Keeping the Sin Tax Law till Hell Freezes Over

The flaws in the Sin Tax law (excise tax on cigarettes), frozen in time by two Republic Acts, have finally started thawing. With President Aquino’s support, the infirmities of the Sin Tax Law of 2004 may finally be corrected, despite pressure from the tobacco companies and Northern Luzon congressmen.

There is much to gain from the reforms. Slapping higher taxes on cigarettes will discourage young people from lighting their first stick, which is readily available on the streets, at cheap prices.

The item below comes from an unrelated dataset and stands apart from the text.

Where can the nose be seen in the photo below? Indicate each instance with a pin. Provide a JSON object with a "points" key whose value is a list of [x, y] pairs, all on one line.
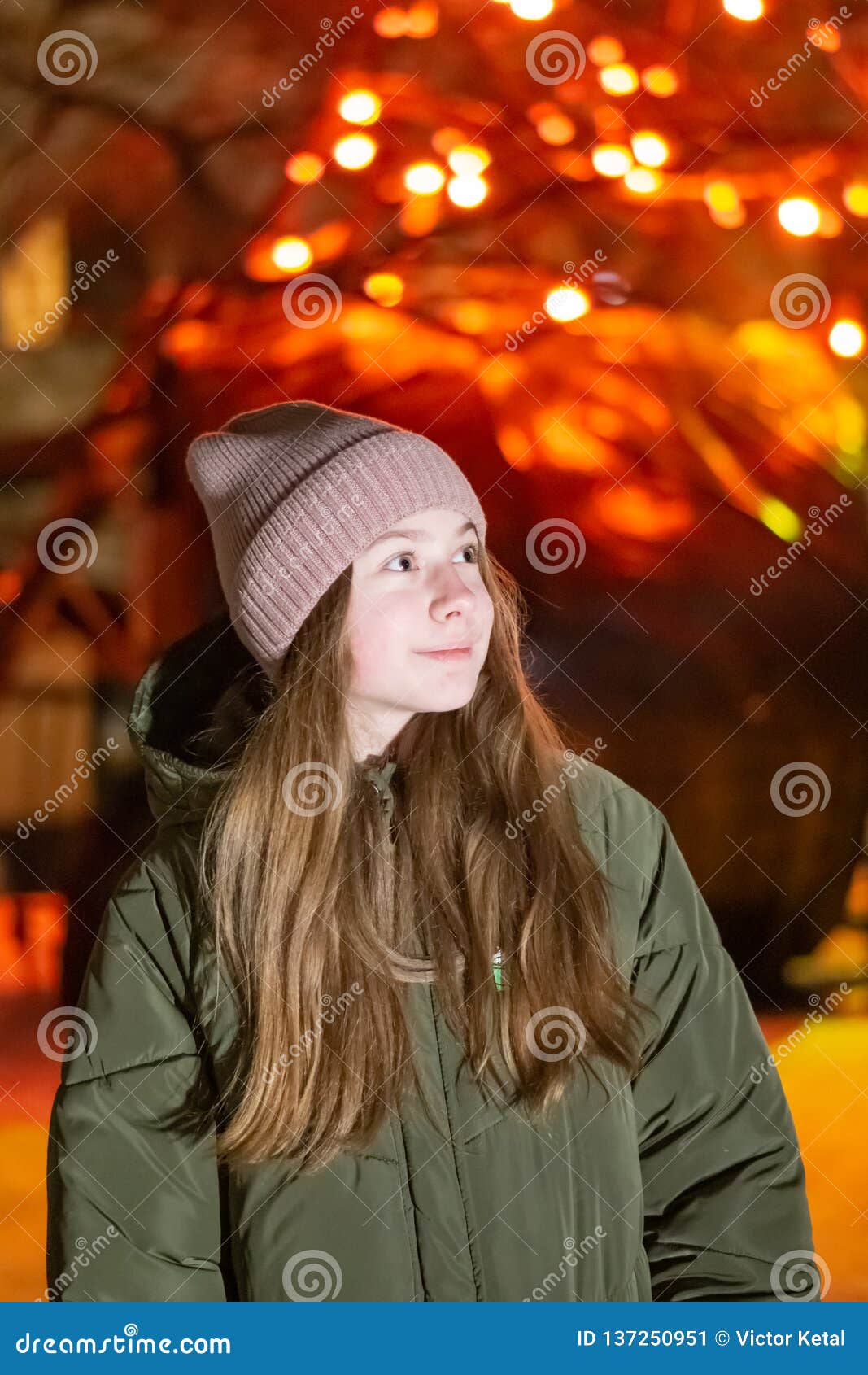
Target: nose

It will increase the tax collection from cigarette companies, which is far less than the billions spent in treating smoking-related diseases. The revenues earned from the revised excise taxes will fund the tobacco farmers and universal health care.

On the other side of debate is, of course, the tobacco lobby, which raises the specter of increased smuggling and job losses in the tobacco industry. Suffice it to say that these claims are not backed by studies done by reputable researchers or institutions.

Still, let us discuss one of their key arguments. Tobacco lobbyists usually cite the Supreme Court decision in British American Tobacco v. Camacho to prop up their opposition to overhauling the price classification freeze under the present Sin Tax Law. In gist, the price classification freeze results in lower tax rates for many popular cigarette brands because they are taxed based on their 1996 prices rather their present prices. If there is one big hole in the Tax Code, it is this one.

In British American Tobacco, the Supreme Court said that the price classification freeze “would give the least amount of discretion to the tax implementers” and “would address the problems of tax avoidance and tax evasion.” According to the Court, “periodic reclassification of brands [unlike a price classification freeze] would tempt the cigarette manufacturers to manipulate their price levels or bribe the tax implementers in order to allow their brands to be classified at a lower tax bracket even if their net retail prices have already migrated to a higher tax bracket…”

Why the tobacco companies like this decision, considering its implication that they are inclined to engage in below-the-table practices, is confusing, but that’s that. Going back to the case, we should ask: Did the Supreme Court say that the tax classification freeze is a faultless tax design? Did it say that it is the best policy?

Of course, that is not the case because the Judiciary is not the policy-making branch of the government. When the Court made those statements, it was merely echoing what Congress (the branch that DOES policy) was saying at that time as the basis for the price classification freeze. You see, the British American Tobacco Corporation (BAT) was assailing the Sin Tax Law for alleged violation of the equal protection clause. (Old brands will be taxed lower based on 1996 prices, whereas BAT’s newer brands will be slapped higher taxes based on their present prices.) In order to withstand an attack on equal protection grounds, the Sin Tax Law should pass the rationality test; i.e., there should be a rational basis for the difference in the treatment of old vs. new brands.

So when the Court made the statements quoted above, it was merely saying that Congress had logical reasons for the price classification freeze enough to hold up against an attack on constitutional grounds. It did not say that it was the best policy that Congress can come up with. In fact, the Court even pointed out that there are flaws in the law because to some extent it derogated its avowed goal of fair competition among cigarette brands; but Congress decided that the benefits outweighed the flaws. As the decision said, the Court does not “sit in judgment as a supra-legislature to decide, after a law is passed by Congress, which state interest is superior over another, or which method is better suited to achieve one, some or all of the state’s interests, or what these interests should be in the first place. This policy-determining power, by constitutional fiat, belongs to Congress as it is its function to determine and balance these interests or choose which ones to pursue. Time and again we have ruled that the judiciary does not settle policy issues…”

Now, Congress is taking a different position. The sin tax reforms, known as the Abaya Bill as amended, passed the Lower House in June and are now awaiting, hopefully, approval, in the Senate. Sen. Miriam Santiago has also filed Senate Bill 3249, which incorporates all the proposed changes in the original Abaya Bill and adds more.

The past years have seen more deaths from smoking, but dwindling revenues, because the Sin Tax Law was flawed. Hindsight after all, is 20/20 and Congress is finally correcting the mistakes of the past. As the Supreme Court said in the British American Tobacco case, it is for Congress to decide the best policy direction to take.

Understandably, tobacco companies are wont to see things differently. Forget the number of deaths caused by smoking. Forget hindsight. Forget what experts say. Forget the statistics. Yes, it seems this is what tobacco lobbyists want us to do— for they want to keep the flawed law till hell freezes over.

 

Michael Ocampo is a former researcher at Action for Economic Reforms (www.aer.ph) and is now a lawyer with a Makati law firm.